«Il était temps de le refaire. C'est important de pouvoir se rencontrer et de débattre», assure Jean-Jacques, un militant venu d'Alsace. Le Parti socialiste (PS) a fait vendredi son retour à La Rochelle, quatre ans après y avoir organisé sa dernière université d'été. Campus19, c'est le nouveau nom donné à ce rassemblement ouvert aux militantes et militants socialistes mais aussi aux citoyennes et citoyens. «2 000 participants» sont attendus pour le week-end selon Pierre Jouvet, un des porte-parole du parti, qui compte «50 000 militants à jour de leur cotisation».
Sous un ciel bleu, les accolades se multiplient entre les militants devant la halle de l'espace Encan où ont lieu des débats dans chaque atelier. Paul, 30 ans, entrepreneur dans la restauration et adhérent au PS depuis 2014, retrouve Jean-Jacques, 77 ans. «On est là pour la préparation des municipales, il ne faut pas se mentir», confie Paul.
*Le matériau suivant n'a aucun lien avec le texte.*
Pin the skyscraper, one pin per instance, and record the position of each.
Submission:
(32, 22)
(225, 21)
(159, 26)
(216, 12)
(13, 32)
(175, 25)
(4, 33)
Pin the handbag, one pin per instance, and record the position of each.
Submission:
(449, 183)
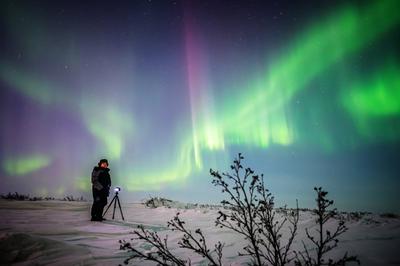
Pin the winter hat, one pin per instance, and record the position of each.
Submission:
(103, 161)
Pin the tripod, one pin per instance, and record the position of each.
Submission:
(115, 200)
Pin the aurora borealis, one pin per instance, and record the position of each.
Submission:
(168, 89)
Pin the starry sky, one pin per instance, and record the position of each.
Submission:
(308, 91)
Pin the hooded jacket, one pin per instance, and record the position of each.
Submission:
(101, 179)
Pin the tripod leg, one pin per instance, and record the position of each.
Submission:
(109, 205)
(115, 205)
(120, 209)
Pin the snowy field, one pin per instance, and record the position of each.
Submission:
(60, 233)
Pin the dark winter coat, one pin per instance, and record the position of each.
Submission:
(101, 180)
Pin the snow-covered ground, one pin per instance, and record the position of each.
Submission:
(60, 233)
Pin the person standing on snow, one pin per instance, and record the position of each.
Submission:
(101, 183)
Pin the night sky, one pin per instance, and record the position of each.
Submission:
(308, 92)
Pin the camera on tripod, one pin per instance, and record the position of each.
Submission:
(116, 201)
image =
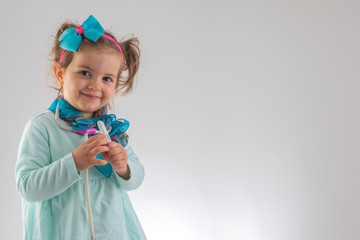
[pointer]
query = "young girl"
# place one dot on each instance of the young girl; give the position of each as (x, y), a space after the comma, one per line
(73, 182)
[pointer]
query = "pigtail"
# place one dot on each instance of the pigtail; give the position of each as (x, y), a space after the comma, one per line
(57, 50)
(131, 53)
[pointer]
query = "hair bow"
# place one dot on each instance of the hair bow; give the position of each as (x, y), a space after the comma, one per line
(72, 37)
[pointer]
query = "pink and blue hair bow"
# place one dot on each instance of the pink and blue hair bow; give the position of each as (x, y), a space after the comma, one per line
(91, 29)
(72, 37)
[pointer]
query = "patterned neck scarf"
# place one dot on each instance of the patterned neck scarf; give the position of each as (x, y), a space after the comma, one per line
(78, 122)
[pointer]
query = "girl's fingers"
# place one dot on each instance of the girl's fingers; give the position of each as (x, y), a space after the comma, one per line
(99, 162)
(100, 149)
(105, 155)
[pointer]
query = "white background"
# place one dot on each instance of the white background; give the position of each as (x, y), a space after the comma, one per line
(245, 113)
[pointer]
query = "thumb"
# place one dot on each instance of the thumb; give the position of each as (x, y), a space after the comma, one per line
(100, 162)
(105, 155)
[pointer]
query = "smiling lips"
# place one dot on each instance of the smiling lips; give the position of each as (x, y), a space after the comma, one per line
(90, 96)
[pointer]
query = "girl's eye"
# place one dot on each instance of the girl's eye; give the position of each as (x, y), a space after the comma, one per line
(85, 73)
(107, 79)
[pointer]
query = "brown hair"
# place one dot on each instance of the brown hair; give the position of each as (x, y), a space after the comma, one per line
(130, 48)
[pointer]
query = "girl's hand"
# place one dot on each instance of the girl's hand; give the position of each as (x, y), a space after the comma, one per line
(118, 159)
(85, 155)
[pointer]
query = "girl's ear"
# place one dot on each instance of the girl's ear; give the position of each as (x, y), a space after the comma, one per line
(59, 73)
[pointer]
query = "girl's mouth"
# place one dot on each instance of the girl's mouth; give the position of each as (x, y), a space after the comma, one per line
(90, 97)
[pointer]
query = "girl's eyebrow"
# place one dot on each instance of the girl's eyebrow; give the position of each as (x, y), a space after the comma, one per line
(84, 66)
(107, 74)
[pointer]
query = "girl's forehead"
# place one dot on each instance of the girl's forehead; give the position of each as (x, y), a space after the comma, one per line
(98, 59)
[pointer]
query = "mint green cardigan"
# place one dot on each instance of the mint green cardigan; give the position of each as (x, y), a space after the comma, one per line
(53, 192)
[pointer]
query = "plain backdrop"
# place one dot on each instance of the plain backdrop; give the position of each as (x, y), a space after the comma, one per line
(244, 113)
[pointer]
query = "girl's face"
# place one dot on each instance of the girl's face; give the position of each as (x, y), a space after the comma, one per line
(89, 81)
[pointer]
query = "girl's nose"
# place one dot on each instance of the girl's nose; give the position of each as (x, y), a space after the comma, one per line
(95, 84)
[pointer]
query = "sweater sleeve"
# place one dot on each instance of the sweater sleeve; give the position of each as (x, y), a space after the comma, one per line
(136, 170)
(38, 176)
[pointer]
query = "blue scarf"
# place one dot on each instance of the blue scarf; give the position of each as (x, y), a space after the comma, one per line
(78, 123)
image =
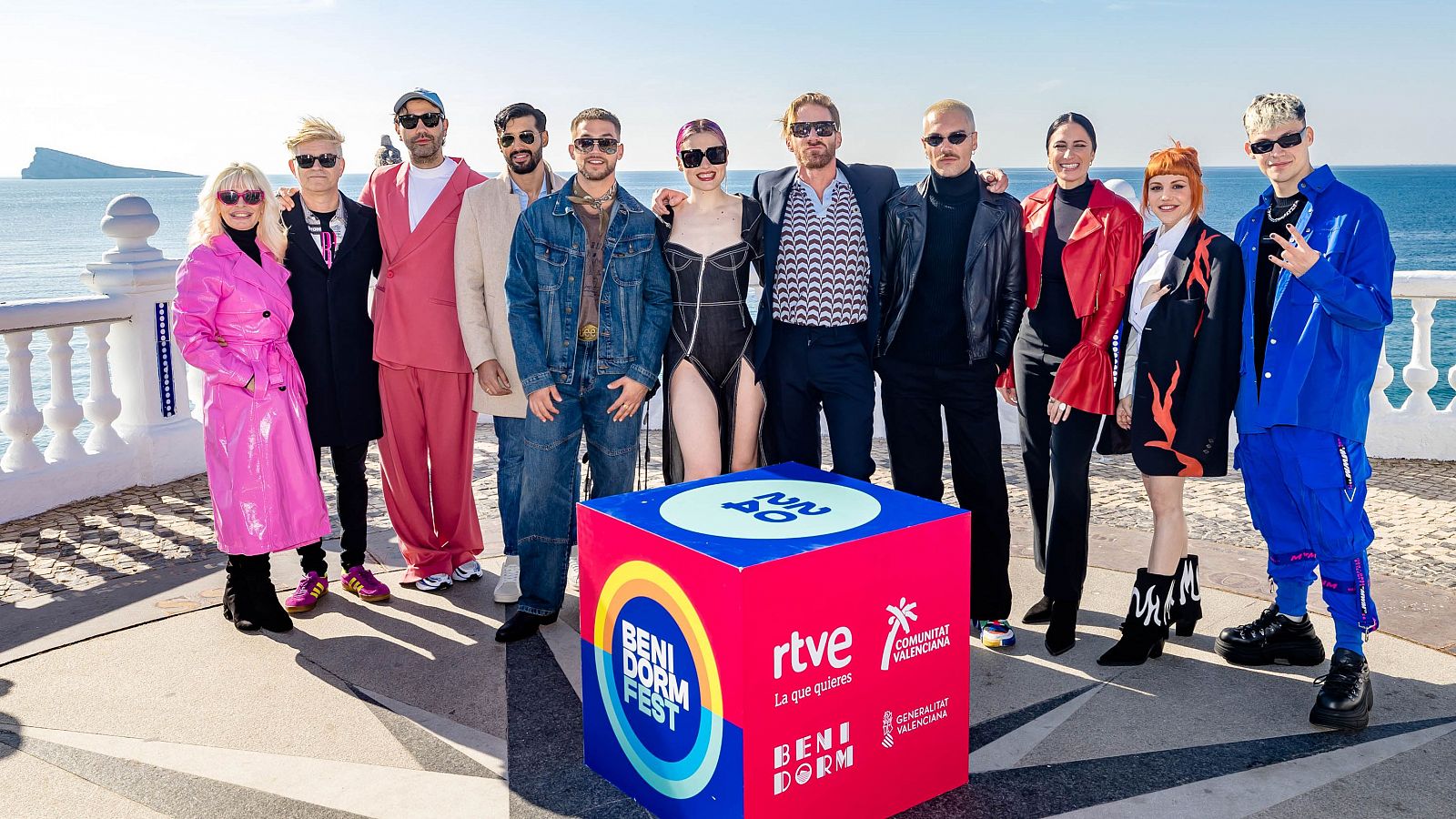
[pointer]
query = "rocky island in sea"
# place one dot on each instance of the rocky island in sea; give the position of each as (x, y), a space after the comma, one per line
(50, 164)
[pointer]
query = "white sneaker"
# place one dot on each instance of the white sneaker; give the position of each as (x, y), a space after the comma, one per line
(468, 571)
(509, 588)
(434, 583)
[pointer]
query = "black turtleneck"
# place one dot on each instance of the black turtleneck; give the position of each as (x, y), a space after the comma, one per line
(1053, 322)
(934, 327)
(247, 241)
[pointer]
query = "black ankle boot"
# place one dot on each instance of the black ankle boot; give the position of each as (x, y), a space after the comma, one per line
(1147, 625)
(1187, 595)
(1270, 639)
(238, 606)
(1346, 695)
(1062, 632)
(1040, 611)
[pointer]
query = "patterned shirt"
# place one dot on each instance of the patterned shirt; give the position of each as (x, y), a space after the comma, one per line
(822, 278)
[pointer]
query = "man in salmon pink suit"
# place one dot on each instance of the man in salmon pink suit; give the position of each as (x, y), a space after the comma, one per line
(424, 378)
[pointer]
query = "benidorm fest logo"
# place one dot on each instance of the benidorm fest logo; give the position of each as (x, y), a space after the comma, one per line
(660, 681)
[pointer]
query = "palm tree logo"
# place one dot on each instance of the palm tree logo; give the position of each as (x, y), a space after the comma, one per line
(900, 618)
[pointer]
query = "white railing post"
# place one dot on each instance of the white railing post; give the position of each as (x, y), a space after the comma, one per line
(167, 442)
(21, 420)
(63, 414)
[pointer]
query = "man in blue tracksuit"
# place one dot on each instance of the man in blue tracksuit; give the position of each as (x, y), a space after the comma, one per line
(1318, 264)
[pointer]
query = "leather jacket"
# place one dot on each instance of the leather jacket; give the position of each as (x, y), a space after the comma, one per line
(995, 290)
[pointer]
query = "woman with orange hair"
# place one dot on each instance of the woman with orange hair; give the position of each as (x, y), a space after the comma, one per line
(1177, 390)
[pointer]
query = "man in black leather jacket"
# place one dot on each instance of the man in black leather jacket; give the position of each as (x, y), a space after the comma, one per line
(951, 295)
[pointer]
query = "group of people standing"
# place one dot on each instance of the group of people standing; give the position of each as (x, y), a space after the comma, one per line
(557, 303)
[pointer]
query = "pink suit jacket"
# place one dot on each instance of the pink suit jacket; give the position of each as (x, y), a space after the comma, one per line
(415, 321)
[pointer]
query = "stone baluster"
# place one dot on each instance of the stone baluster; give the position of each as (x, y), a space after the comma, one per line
(21, 420)
(165, 440)
(102, 407)
(62, 414)
(1420, 375)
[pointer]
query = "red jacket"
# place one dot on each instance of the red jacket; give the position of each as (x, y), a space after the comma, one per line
(1098, 259)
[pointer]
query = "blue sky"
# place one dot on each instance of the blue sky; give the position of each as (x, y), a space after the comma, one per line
(189, 86)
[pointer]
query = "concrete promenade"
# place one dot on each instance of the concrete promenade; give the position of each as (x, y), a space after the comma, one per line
(123, 691)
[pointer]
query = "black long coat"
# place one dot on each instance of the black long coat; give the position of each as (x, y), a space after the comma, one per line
(1188, 359)
(332, 334)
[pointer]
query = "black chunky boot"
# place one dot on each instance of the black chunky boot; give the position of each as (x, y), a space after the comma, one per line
(1187, 595)
(1062, 632)
(1147, 625)
(1270, 639)
(1346, 695)
(1040, 611)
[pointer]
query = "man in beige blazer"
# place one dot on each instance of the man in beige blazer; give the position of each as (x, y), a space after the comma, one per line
(488, 216)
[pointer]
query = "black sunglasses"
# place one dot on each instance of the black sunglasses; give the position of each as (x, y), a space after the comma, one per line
(692, 157)
(824, 128)
(934, 140)
(411, 120)
(230, 197)
(608, 145)
(528, 138)
(325, 159)
(1288, 140)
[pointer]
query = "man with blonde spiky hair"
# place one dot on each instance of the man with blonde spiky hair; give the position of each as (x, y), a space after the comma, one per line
(332, 258)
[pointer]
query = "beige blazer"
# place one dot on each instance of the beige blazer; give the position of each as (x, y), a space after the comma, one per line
(488, 216)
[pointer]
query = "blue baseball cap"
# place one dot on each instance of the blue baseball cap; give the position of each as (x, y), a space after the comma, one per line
(420, 94)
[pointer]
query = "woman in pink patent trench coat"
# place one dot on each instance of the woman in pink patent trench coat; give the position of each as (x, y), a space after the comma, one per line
(233, 310)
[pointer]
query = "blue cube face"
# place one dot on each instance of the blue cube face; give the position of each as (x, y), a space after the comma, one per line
(752, 518)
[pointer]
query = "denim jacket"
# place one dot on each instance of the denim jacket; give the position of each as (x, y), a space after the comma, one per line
(1329, 324)
(543, 288)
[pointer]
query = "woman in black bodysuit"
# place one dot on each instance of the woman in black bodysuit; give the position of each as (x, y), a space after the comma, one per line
(713, 404)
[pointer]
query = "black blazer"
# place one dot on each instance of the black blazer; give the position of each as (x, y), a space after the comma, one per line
(332, 334)
(874, 186)
(1188, 359)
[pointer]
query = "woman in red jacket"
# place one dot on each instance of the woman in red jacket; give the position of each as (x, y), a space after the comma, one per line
(1082, 245)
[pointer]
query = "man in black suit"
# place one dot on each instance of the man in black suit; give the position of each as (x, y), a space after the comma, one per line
(334, 254)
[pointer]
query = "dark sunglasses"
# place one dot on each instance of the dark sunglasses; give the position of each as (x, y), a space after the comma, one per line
(528, 138)
(325, 159)
(1288, 140)
(934, 140)
(230, 197)
(692, 157)
(411, 120)
(608, 145)
(824, 128)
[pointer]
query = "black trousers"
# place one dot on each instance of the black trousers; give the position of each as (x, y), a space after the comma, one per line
(349, 472)
(1057, 460)
(912, 397)
(820, 366)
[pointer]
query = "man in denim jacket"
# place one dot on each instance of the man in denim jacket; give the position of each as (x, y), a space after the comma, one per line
(590, 308)
(1318, 264)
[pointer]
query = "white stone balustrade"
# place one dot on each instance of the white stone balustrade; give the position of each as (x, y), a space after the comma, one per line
(142, 428)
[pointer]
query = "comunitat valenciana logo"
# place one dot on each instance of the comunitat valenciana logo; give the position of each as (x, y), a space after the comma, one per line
(660, 680)
(771, 511)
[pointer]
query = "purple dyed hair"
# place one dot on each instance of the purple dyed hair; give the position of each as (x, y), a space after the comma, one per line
(699, 127)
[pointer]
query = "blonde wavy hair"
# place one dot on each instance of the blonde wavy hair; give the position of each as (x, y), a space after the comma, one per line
(207, 222)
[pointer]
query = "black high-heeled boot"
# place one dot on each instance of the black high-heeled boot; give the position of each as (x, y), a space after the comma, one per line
(1062, 632)
(1147, 625)
(1186, 595)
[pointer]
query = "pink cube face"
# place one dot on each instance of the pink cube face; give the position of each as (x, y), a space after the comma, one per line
(775, 643)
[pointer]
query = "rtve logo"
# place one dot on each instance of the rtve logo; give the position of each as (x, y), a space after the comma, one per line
(832, 646)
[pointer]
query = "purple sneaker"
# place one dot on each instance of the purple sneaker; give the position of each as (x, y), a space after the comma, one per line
(308, 595)
(363, 583)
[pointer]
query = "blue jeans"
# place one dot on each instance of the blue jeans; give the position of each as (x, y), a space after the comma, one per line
(548, 484)
(510, 439)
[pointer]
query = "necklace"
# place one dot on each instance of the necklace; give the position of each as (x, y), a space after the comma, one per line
(1293, 206)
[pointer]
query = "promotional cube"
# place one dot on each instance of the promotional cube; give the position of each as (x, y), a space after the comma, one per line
(775, 643)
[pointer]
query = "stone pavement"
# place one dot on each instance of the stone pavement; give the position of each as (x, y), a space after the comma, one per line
(86, 544)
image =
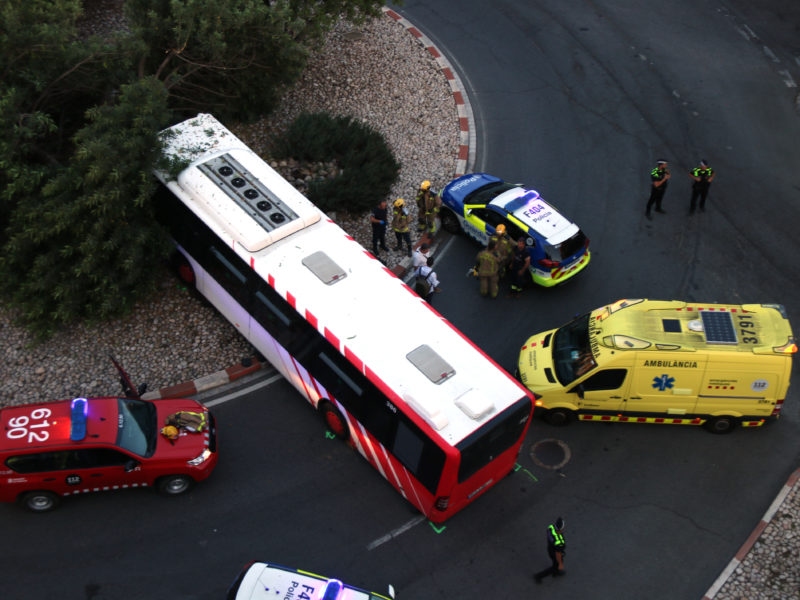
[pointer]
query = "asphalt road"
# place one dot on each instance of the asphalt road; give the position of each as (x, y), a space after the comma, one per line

Son constat est sévère sur les échecs électoraux du parti depuis la dernière élection présidentielle : «Le parti a fait de la merde avec 6% lors des élections européennes. Depuis nous n'avons pas vraiment fait le bilan. Il ne peut pas être fait car Cazeneuve va faire sa rentrée à Montpellier et il ne faut pas le plomber. Si on communique trop sur les erreurs faites, on décrédibilise la personne.» Concernant l'éventuel retour sur le devant de la scène d'anciennes figures du parti, Jean-Jacques ajoute : «Une femme et un homme politique ne sont vraiment morts qu'avec une pierre tombale sur le dos.»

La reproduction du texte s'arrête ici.